Tudo o que havia de mais nítido naquilo era que d'Artagnan amava Milady como um louco e que ela não o amava de maneira nenhuma. Num instante, compreendeu que o melhor a fazer seria voltar para casa e escrever uma longa carta na qual confessaria que ele e de Wardes eram até agora absolutamente a mesma pessoa, e que, por consequência, não podia se comprometer a matar de Wardes sob pena de cometer suicídio. Mas ele também estava estimulado a um feroz desejo de vingança; queria, por seu turno, possuir aquela mulher sob o seu próprio nome; e como essa vingança lhe parecia ter uma certa doçura, não desejava renunciar a ela de modo algum.

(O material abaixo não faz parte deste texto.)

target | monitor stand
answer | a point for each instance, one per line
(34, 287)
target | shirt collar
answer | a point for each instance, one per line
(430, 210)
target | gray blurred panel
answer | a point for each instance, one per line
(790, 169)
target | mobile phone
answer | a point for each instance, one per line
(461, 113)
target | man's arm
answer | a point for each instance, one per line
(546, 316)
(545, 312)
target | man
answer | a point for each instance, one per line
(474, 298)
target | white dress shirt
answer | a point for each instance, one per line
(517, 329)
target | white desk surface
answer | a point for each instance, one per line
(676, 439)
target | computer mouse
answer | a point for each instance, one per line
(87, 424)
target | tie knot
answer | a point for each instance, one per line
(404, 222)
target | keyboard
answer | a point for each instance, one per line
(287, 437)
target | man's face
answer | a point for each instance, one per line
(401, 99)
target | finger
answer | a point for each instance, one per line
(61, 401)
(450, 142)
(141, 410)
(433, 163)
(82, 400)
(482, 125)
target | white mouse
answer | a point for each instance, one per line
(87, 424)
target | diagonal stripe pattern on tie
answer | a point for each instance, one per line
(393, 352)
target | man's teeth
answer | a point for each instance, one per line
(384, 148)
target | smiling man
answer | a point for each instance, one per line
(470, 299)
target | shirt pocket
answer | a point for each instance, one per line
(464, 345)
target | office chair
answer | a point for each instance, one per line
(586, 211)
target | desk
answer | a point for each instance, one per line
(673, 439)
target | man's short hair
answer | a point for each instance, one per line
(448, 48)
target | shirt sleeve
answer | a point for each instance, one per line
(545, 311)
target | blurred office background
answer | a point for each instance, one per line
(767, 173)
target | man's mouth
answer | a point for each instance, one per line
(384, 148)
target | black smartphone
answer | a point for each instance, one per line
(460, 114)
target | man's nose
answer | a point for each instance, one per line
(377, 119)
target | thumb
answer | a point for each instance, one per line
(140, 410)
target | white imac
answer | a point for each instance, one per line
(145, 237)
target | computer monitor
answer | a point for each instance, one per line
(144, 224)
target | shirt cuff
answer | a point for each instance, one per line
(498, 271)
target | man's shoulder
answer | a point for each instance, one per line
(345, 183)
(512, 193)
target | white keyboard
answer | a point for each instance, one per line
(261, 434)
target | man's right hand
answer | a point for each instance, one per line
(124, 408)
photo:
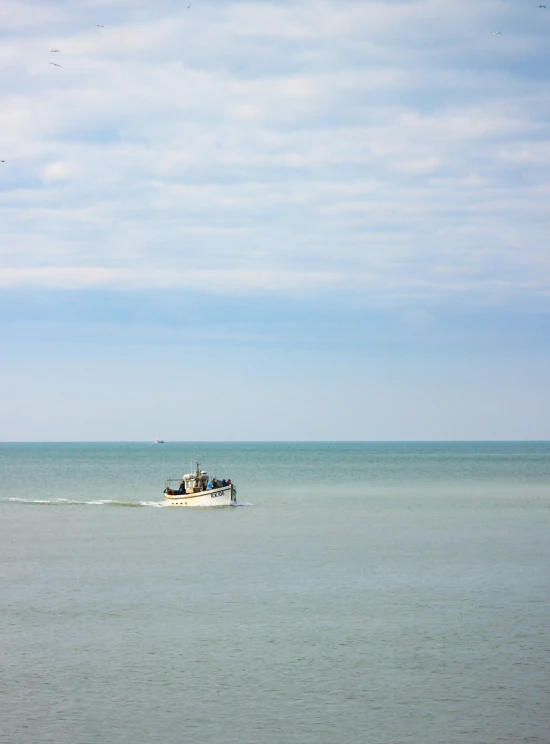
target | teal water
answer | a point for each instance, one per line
(380, 593)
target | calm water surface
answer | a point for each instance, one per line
(380, 593)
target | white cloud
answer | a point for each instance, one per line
(332, 147)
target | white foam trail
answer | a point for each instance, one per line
(110, 502)
(98, 502)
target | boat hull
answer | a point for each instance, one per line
(224, 496)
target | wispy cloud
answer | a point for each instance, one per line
(395, 149)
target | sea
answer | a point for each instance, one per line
(360, 593)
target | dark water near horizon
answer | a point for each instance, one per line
(370, 592)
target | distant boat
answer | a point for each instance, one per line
(195, 489)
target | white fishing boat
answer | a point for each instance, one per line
(196, 489)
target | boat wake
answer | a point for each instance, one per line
(97, 502)
(100, 502)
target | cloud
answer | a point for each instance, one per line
(397, 149)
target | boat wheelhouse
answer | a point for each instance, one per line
(196, 489)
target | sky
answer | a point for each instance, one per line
(303, 220)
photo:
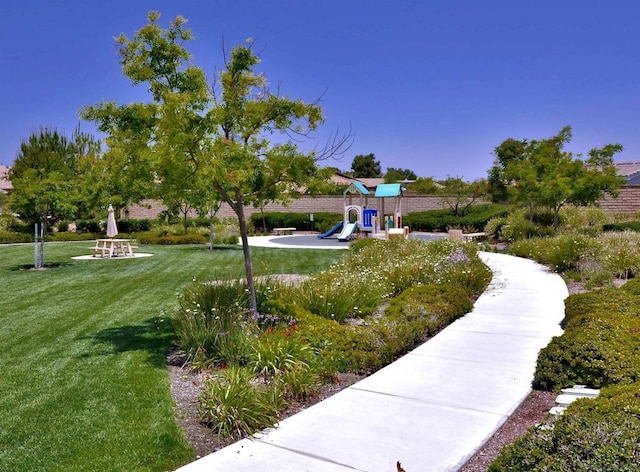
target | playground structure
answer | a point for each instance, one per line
(372, 221)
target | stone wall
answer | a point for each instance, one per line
(628, 201)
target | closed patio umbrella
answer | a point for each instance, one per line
(112, 227)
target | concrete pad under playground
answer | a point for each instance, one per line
(431, 409)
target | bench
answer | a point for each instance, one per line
(471, 236)
(281, 231)
(101, 250)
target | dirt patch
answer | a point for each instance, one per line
(186, 384)
(185, 388)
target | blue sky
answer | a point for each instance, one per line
(431, 85)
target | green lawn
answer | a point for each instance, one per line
(83, 382)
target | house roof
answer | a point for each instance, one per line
(357, 187)
(5, 183)
(628, 169)
(388, 190)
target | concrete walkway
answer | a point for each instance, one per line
(434, 407)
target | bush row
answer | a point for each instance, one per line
(322, 221)
(191, 238)
(440, 220)
(597, 434)
(628, 225)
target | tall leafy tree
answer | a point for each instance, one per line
(222, 136)
(366, 166)
(541, 172)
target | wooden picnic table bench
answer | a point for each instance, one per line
(280, 231)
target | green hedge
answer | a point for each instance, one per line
(598, 434)
(411, 317)
(134, 226)
(630, 225)
(171, 239)
(600, 345)
(440, 220)
(9, 237)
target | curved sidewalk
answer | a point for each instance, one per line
(434, 407)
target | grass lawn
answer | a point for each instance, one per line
(83, 382)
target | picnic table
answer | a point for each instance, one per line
(113, 248)
(280, 231)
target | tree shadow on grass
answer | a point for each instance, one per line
(154, 337)
(52, 265)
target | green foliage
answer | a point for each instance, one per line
(600, 345)
(594, 434)
(207, 148)
(632, 286)
(277, 351)
(10, 237)
(424, 186)
(396, 174)
(46, 176)
(476, 217)
(213, 318)
(89, 226)
(134, 226)
(562, 253)
(366, 166)
(518, 226)
(621, 226)
(338, 299)
(233, 406)
(586, 220)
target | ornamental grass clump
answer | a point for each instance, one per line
(620, 253)
(234, 405)
(212, 318)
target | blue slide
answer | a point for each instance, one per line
(331, 232)
(347, 231)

Deu cinco ou seis voltas na Place Royale, virando-se de dez em dez passos para olhar a luz do apartamento de Milady, que se via através dos postigos; estava claro que dessa vez a moça tinha menos pressa de voltar para seu quarto. Por fim, a luz se apagou.

Com esse clarão, extinguiu-se a última indecisão no coração de d'Artagnan; lembrou-se dos detalhes da primeira noite; com o coração aos pulos, a cabeça em fogo, voltou para o palácio e se precipitou no quarto de Ketty.

A jovem, pálida como a morte, todos os membros tremendo, quis deter o amante; porém Milady, de ouvidos alerta, escutara o rumor feito por d'Artagnan e abriu a porta.

— Venha — disse ela.

Tudo isso era de uma tão inacreditável imprudência, de tão monstruoso descaramento, que d'Artagnan mal podia crer no que via e ouvia. Julgava estar sendo arrastado para uma dessas intrigas fantásticas, como acontece nos sonhos. Nem por isso deixou de se lançar para Milady, cedendo àquela atração que o ímã exerce sobre o ferro. A porta se fechou atrás deles.

Por seu turno, Ketty se jogou contra a porta. O ciúme, o furor, o orgulho ofendido, enfim, todas as paixões que disputam entre si o coração de uma mulher apaixonada a impeliam a uma revelação; mas ela estaria perdida se confessasse haver participado de semelhante maquinação; e, acima de tudo, d'Artagnan ficaria perdido para ela. Esse último pensamento de amor lhe aconselhou ainda o último sacrifício.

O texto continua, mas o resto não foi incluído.